A Chinese manufacturing index was higher than economists estimated in July, signaling the world’s second-biggest economy is withstanding higher interest rates and tightened credit.

The Purchasing Managers’ Index was at 50.7 for July compared with 50.9 in June, the China Federation of Logistics and Purchasing said in a statement Monday. That was more than every forecast in a Bloomberg News survey of 13 economists. The median estimate was for a reading of 50.2. 
Construction work progresses in Haizhu district, Guangzhou, Guangdong province, China. (Bloomberg)
Construction work progresses in Haizhu district, Guangzhou, Guangdong province, China. (Bloomberg)

Monday’s data may ease concerns that Premier Wen Jiabao’s campaign to tame consumer and property prices will trigger a deeper slowdown that limits the nation’s contribution to global growth. The government needs to sustain domestic demand as a sluggish U.S. recovery and a sovereign debt crisis in Europe cap export demand.

“Growth is moderating as earlier tightening policies are biting,” Chang Jian, an economist at Barclays Capital in Hong Kong, said before the report. “But full-year expansion of around 9 percent remains achievable given the support from investment and consumption in the second half.”

A reading above 50 indicates an expansion. Apart from 2009, the index has declined each July since the series was first published in January 2005, previously released data shows. The gauge is based on a survey of purchasing managers in more than 820 companies in 20 industries and last dropped below 50 in February 2009.

China’s economy is slowing after the government raised interest rates, curbed lending, and limited home purchases and property development to rein in inflation that’s exceeded the government’s 4 percent ceiling every month this year.

Consumer prices climbed 6.4 percent in June, the most in three years, driven by a 14 percent gain in food costs. Economic growth slowed to 9.5 percent in the second quarter from a year earlier from a 9.7 percent increase in the first three months.

For the full year, expansion will moderate to 9.6 percent from 10.3 percent in 2010, the International Monetary Fund forecast in a July 21 report.

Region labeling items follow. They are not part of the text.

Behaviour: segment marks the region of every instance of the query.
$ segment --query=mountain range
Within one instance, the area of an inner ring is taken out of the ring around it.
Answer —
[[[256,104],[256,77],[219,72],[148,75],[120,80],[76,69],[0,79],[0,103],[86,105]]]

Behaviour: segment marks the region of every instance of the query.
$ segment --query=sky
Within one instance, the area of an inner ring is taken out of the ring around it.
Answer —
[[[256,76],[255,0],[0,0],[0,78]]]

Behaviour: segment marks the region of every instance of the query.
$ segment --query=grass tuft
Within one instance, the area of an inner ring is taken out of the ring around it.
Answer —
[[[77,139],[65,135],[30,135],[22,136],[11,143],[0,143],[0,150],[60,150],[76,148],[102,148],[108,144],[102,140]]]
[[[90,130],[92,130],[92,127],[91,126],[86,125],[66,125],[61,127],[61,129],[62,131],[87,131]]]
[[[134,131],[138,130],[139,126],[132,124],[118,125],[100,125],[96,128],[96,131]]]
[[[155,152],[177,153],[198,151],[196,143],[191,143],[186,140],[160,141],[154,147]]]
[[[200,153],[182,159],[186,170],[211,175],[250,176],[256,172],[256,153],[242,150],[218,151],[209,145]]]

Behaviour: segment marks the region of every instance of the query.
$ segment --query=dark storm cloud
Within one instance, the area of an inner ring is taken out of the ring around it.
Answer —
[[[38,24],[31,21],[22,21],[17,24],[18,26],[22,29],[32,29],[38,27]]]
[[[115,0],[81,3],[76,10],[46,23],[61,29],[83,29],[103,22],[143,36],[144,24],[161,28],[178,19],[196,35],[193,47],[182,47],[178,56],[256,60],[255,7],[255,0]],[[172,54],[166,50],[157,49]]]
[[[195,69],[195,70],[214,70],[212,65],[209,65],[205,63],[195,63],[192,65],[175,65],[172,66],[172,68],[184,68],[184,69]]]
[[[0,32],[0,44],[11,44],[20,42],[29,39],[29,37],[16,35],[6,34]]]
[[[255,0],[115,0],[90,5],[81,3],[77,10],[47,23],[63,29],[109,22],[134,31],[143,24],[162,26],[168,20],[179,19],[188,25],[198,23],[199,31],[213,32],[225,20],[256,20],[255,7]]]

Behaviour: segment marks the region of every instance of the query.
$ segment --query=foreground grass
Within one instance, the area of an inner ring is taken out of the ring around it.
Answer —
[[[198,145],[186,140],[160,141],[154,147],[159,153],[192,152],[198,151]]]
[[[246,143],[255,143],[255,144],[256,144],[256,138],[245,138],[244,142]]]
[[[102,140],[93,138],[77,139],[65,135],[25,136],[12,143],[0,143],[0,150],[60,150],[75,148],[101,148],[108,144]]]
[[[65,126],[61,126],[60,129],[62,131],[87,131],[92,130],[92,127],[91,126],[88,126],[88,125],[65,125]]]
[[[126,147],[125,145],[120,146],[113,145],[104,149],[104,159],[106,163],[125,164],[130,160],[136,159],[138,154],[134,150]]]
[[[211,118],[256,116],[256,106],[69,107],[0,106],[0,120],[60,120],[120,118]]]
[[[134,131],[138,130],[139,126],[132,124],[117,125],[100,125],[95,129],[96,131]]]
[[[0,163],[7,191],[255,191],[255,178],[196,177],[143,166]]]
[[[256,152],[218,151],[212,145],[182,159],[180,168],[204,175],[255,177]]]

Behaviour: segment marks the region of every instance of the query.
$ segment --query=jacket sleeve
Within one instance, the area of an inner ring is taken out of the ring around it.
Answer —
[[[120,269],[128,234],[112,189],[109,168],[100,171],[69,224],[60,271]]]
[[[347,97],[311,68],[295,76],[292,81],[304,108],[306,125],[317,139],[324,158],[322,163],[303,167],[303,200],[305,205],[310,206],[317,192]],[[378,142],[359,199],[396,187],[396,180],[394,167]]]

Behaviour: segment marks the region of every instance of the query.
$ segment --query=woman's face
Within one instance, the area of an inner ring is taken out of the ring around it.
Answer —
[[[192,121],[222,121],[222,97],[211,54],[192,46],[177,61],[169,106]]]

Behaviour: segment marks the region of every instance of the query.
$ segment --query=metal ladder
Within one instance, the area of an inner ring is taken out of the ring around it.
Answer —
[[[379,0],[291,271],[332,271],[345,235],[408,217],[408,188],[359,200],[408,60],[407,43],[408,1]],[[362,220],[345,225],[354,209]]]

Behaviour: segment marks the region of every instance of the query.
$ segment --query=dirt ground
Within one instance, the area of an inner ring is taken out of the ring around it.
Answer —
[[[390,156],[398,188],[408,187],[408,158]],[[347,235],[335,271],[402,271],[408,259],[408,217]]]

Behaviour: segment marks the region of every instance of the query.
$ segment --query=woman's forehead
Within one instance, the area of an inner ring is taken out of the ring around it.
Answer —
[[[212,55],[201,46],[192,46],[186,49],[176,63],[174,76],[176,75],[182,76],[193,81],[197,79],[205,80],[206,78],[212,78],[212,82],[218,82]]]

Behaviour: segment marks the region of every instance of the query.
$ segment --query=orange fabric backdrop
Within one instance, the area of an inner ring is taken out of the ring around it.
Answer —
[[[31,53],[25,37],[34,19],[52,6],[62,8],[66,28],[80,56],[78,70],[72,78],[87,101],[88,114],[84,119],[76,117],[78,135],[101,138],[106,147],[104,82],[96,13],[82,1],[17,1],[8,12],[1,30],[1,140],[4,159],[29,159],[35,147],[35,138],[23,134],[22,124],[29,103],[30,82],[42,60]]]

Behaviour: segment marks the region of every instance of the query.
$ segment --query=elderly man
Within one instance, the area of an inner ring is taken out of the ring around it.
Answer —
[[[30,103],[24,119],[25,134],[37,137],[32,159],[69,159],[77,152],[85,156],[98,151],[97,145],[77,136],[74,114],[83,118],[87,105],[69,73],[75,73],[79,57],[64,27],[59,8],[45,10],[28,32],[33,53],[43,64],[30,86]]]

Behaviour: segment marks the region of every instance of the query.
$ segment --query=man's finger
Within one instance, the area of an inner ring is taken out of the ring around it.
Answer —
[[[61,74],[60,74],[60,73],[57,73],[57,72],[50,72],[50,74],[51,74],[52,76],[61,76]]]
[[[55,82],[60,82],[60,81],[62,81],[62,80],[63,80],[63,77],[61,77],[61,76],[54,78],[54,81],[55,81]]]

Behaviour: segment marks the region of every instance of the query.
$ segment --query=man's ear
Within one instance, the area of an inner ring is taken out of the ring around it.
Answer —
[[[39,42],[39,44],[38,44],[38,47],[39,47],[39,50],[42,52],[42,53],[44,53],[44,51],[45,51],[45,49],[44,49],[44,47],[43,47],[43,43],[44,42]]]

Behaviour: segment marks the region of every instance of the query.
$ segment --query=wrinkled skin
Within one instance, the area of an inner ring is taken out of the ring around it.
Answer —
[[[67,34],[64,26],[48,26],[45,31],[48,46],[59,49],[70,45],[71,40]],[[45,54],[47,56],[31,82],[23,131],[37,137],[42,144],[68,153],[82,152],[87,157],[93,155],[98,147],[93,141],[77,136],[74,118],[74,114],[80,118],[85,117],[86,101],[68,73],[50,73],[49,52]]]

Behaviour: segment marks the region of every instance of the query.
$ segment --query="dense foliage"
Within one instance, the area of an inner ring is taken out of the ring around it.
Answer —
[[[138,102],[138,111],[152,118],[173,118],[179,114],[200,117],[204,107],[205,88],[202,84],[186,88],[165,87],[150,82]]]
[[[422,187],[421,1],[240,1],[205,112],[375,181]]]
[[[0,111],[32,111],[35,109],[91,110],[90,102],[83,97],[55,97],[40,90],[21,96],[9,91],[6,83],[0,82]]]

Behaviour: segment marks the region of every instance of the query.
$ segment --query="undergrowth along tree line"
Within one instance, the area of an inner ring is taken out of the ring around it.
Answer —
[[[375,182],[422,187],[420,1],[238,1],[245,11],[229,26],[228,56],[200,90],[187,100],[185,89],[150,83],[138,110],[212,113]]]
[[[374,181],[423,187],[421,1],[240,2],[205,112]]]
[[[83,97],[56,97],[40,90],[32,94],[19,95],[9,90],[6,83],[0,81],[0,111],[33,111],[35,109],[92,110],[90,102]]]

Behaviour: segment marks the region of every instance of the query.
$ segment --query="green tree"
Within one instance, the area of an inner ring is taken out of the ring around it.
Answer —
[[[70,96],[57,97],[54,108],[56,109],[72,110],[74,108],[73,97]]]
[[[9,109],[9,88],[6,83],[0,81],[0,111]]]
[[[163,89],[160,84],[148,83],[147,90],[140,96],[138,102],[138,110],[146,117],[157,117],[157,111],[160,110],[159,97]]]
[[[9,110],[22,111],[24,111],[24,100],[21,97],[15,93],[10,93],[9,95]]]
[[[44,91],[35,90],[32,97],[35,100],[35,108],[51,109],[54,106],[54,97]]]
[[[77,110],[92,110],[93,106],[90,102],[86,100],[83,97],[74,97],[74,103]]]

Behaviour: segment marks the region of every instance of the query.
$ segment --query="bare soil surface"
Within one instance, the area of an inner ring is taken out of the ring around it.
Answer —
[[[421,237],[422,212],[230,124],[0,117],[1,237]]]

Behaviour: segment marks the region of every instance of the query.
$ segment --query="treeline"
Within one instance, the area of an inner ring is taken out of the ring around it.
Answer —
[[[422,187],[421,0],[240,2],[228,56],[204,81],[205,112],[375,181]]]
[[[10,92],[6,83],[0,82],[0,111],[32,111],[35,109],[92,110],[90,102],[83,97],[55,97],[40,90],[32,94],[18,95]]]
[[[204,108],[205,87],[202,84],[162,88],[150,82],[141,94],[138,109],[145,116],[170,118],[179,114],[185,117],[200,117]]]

While the economy “remains on a solid footing,” it faces risks including the threat of faster-than-expected inflation, a real-estate bubble and bad loans from stimulus spending, the Washington-based lender said.

Ahead of Monday’s data, Credit Suisse AG said investors shouldn’t be overly concerned by any weakening in the manufacturing index.

“Solid consumption, helped by wage growth and tax cuts, should help keep the economy from a hard-landing,” Tao Dong, a Hong Kong-based economist at Credit Suisse said in a July 21 note.

Industrial output growth of 13 to 15 percent is possible for the rest of the year even as companies face pressure from rising raw material, energy and labor costs, Zhu Hongren, spokesman for the Ministry of Industry and Information Technology said at a briefing on July 21.